The safety and efficacy of barbed suture LPN have been sparsely reported in the literature. In the porcine model, with regard to hemostasis or integrity of collecting system closure, there appeared to be no benefit of barbed suture compared with conventional absorbable suture in the performance of polar partial nephrectomy or with suturing the ureteropelvic and urethrovesical anastomoses.9,20 In contrast, Olweny et al. 19 reported that the proportion of patients who experienced clinically significant bleeding after partial nephrectomy in the barbed suture group was fivefold lower than for the polyglactin group. One of the noteworthy findings of our study is that there was not a single instance of postoperative urine leakage in Group 2, whereas 12.5% of the patients in Group 1 had urine leakage postoperatively, despite both groups having had similar rates of collecting system entry (Table 2). This may be due to the ability to better fold the parenchyma over the defect with the barbed suture. Unlike the study from Olweny et al., 19 we did not find any significant difference in terms of postoperative hemorrhage between the two groups.

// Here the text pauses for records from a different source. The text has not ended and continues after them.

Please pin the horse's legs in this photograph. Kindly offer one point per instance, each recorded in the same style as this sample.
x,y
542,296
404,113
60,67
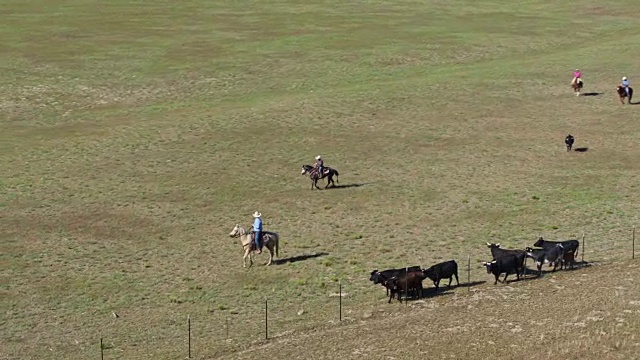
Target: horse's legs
x,y
244,259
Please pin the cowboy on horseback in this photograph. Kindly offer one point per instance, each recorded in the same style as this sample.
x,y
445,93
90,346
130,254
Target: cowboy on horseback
x,y
625,84
319,166
257,231
577,76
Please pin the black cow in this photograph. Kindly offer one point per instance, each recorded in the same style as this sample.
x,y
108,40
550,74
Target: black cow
x,y
509,264
571,246
569,142
551,255
404,283
381,277
498,252
444,270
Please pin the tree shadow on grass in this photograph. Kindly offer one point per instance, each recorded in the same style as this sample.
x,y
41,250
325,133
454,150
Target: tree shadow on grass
x,y
298,258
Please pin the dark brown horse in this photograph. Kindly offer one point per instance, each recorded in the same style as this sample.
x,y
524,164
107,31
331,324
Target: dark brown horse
x,y
622,93
577,86
314,176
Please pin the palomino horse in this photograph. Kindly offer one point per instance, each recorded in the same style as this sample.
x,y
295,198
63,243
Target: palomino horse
x,y
269,239
576,86
314,176
622,92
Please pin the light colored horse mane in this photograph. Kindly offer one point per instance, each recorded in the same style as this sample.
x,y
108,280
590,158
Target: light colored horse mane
x,y
270,241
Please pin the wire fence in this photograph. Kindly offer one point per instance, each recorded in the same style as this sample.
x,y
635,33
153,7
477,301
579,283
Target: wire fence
x,y
277,319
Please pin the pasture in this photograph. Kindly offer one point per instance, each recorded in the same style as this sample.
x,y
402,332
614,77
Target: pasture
x,y
134,135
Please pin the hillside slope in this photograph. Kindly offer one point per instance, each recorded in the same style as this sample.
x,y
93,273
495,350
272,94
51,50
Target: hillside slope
x,y
584,314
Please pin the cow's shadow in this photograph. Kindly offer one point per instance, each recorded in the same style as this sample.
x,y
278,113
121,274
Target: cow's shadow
x,y
532,274
294,259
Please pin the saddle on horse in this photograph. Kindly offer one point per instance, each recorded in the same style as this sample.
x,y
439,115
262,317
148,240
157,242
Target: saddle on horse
x,y
253,240
325,171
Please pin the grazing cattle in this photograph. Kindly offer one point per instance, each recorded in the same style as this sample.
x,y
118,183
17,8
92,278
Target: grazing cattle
x,y
571,246
498,252
569,141
550,255
445,270
404,283
509,264
381,277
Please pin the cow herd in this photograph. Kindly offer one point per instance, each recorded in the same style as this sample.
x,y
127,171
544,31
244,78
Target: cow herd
x,y
504,261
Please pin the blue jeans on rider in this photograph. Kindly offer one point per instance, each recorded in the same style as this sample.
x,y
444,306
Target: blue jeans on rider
x,y
257,238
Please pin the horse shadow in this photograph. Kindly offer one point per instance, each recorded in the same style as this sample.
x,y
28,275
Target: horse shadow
x,y
347,186
294,259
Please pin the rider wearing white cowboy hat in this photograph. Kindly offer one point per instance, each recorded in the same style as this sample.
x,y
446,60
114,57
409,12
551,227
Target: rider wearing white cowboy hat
x,y
319,165
625,84
257,231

A few limitations in this study deserve comment. First, it is a retrospective nonrandomized study; however, cases and controls were matched and did not include cases early in the surgeon's career, to control for the learning curve. Also, it is possible that eliminating the knot tying was solely responsible for decreasing the WIT, and as the method of reconstruction between the barbed and non-barbed cohorts was not identical, a direct comparison cannot be made. However, considering that it takes about 1½ minutes to tie four knots (intraparenchymal top and end and parenchymal top and end, each 20 seconds in Group 1), the potential decrease in WIT is notable but unlikely to result by itself in the mean 7-minute decrease in WIT. However, in a nonbarbed suture sliding clip renorrhaphy, tension would still need to be maintained to the suture throughout the renorrhaphy, often necessitating single-handed needle manipulation, adding additional time.
Conclusions
The use of V-Loc sutures for renorrhaphy during LPN is safe and feasible and significantly reduces WIT. The use of V-Loc sutures did not increase postoperative morbidity after partial nephrectomy in our series. Further studies are needed to corroborate these findings, but the present results indicate a promising development in reducing WIT during minimally invasive partial nephrectomy.
Footnotes
Disclosure Statement
No competing financial interests exist.